In other words, the use of patriotism as a political sword or a political shield is as old as the Republic. Still, what is striking about today's patriotism debate is the degree to which it remains rooted in the culture wars of the 1960s - in arguments that go back forty years or more. In the early years of the civil rights movement and opposition to the Vietnam War, defenders of the status quo often accused anybody who questioned the wisdom of government policies of being unpatriotic.
Well, that got my attention. especially the sword-and-shield thing. Whose motto was that? Let me see... ah, well, who remembers? But then, in a classic on-the-one-hand, on-the-other-hand move, our man goes on:
Meanwhile, some of those in the so-called counter-culture of the Sixties reacted not merely by criticizing particular government policies, but by attacking the symbols, and in extreme cases, the very idea, of America itself - by burning flags; by blaming America for all that was wrong with the world; and perhaps most tragically, by failing to honor those veterans coming home from Vietnam, something that remains a national shame to this day.

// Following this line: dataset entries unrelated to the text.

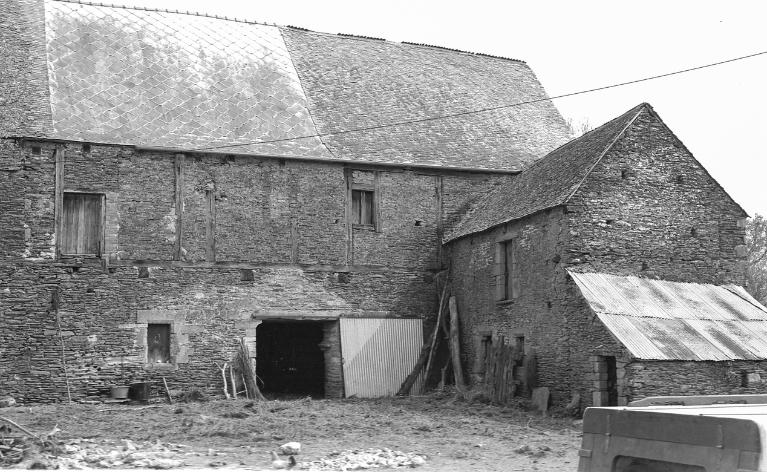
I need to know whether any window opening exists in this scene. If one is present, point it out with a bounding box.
[60,193,104,256]
[352,190,375,226]
[498,239,519,300]
[479,334,493,374]
[146,323,170,364]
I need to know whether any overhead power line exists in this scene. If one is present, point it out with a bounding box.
[192,51,767,151]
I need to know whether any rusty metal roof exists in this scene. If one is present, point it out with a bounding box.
[568,271,767,361]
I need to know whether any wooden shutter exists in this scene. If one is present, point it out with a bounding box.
[506,239,519,298]
[146,324,170,364]
[352,190,374,225]
[493,242,506,300]
[60,193,103,255]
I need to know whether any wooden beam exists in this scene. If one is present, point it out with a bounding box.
[173,154,184,261]
[448,297,466,391]
[205,188,216,262]
[373,171,383,233]
[290,220,298,264]
[53,144,64,259]
[434,175,445,264]
[344,167,354,265]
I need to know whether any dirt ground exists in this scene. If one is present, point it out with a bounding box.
[0,395,581,472]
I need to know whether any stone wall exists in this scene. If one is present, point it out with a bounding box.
[626,361,767,400]
[567,110,746,285]
[448,111,759,407]
[0,0,51,136]
[0,140,498,402]
[450,209,579,402]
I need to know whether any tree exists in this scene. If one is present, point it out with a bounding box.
[746,214,767,304]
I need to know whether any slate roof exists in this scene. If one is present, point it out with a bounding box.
[282,28,570,170]
[45,1,331,157]
[568,271,767,361]
[9,0,569,171]
[445,103,652,242]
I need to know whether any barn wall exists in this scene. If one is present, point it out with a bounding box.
[0,140,497,401]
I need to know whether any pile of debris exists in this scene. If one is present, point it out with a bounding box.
[0,438,30,468]
[298,448,426,471]
[51,439,188,469]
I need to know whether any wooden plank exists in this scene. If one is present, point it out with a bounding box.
[434,175,445,263]
[448,297,466,390]
[205,189,216,262]
[372,171,383,233]
[426,276,448,380]
[290,220,298,264]
[506,239,519,298]
[344,167,354,265]
[173,154,184,261]
[493,242,506,300]
[53,144,65,259]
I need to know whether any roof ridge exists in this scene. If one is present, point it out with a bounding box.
[57,0,527,64]
[400,41,526,64]
[51,0,278,26]
[643,103,749,217]
[560,102,652,203]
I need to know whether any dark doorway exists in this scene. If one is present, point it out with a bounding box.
[604,356,618,406]
[256,321,325,397]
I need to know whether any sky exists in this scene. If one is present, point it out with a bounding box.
[93,0,767,216]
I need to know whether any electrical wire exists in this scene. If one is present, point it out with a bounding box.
[192,51,767,151]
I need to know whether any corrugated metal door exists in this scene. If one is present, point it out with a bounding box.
[340,318,423,398]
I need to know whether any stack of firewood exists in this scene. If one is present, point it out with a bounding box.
[216,339,265,400]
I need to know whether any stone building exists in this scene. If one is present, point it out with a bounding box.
[0,0,767,405]
[0,0,568,401]
[445,104,767,406]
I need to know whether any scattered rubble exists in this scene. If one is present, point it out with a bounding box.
[16,439,189,469]
[280,442,301,456]
[0,397,16,408]
[298,448,426,471]
[514,444,551,457]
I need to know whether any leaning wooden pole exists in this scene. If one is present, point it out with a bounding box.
[425,280,448,379]
[448,297,466,391]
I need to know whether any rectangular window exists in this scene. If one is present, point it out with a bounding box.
[352,190,375,226]
[59,193,104,256]
[496,239,519,300]
[146,324,170,364]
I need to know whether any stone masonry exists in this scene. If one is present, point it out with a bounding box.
[0,140,504,402]
[448,106,762,407]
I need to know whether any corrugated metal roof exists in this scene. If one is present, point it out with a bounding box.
[568,271,767,361]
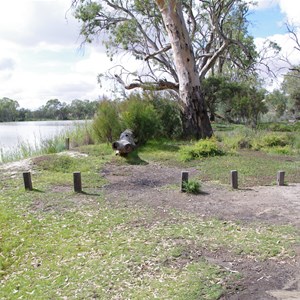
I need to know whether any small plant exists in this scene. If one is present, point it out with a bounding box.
[180,139,225,161]
[183,180,201,195]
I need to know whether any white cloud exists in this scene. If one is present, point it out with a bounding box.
[278,0,300,25]
[246,0,280,10]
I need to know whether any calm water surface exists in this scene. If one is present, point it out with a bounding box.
[0,120,86,152]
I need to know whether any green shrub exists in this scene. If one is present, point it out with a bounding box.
[121,94,161,145]
[93,100,121,143]
[262,145,294,155]
[180,139,225,161]
[150,94,183,138]
[183,180,201,194]
[262,134,290,147]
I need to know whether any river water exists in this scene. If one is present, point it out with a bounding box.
[0,120,86,157]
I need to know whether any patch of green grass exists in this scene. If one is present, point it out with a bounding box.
[192,151,300,187]
[179,138,225,161]
[0,191,296,299]
[183,180,201,194]
[0,132,299,300]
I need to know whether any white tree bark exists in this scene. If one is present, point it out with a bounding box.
[156,0,212,138]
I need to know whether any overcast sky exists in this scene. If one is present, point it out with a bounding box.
[0,0,300,109]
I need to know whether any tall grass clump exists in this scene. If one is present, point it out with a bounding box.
[216,127,255,150]
[64,121,96,147]
[121,94,160,144]
[92,100,122,143]
[93,92,183,145]
[179,138,225,161]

Scorecard: the promoters of the Vietnam War were guilty of "questioning" people's patriotism. But the other side attacked the very idea of America itself, burned flags, spit on returning soldiers, etc. I think the counterculture lost this round, don't you?
Thoughtful Barack comes back -- temporarily:
[T]he anger and turmoil of that period never entirely drained away. All too often our politics still seems trapped in these old, threadbare arguments - a fact most evident during our recent debates about the war in Iraq, when those who opposed administration policy were tagged by some as unpatriotic...
Wait for it --
... and a general providing his best counsel on how to move forward in Iraq was accused of betrayal.
Spitting on the flag again! They just can't stop doing it!
Shifting into lyrical mode again:
I remember, when living for four years in Indonesia as a child, listening to my mother reading me the first lines of the Declaration of Independence - "We hold these truths to be self-evident, that all men are created equal. That they are endowed by their Creator with certain unalienable rights, that among these are Life, Liberty and the pursuit of Happiness." I remember her explaining how this declaration applied to every American, black and white and brown alike; how those words, and words of the United States Constitution, protected us from the injustices that we witnessed other people suffering during those years abroad. That's my idea of America.
The guy is good, isn't he? But here's what comes next:
As I got older, that gut instinct - that America is the greatest country on earth - would survive my growing awareness of our nation's imperfections
Uh-oh. When the "greatest country on earth" shows up, it's time to duck and
cover. And indeed:
... [P]atriotism is... loyalty to America's ideals... It is the application of these ideals that separate us from... Iraq, where despite the heroic efforts of our military, and the courage of many ordinary Iraqis, even limited cooperation between various factions remains far too elusive.
I believe those who attack America's flaws without acknowledging the singular greatness of our ideals, and their proven capacity to inspire a better world, do not truly understand America.
He lost me with our "singular greatness". I really couldn't read on. Oh, yeah, I know, his
defense attorneys -- and they are legion -- will say this is what you have to do in order to be elected. To which I can only respond: In that case, I can't begin to care who gets elected.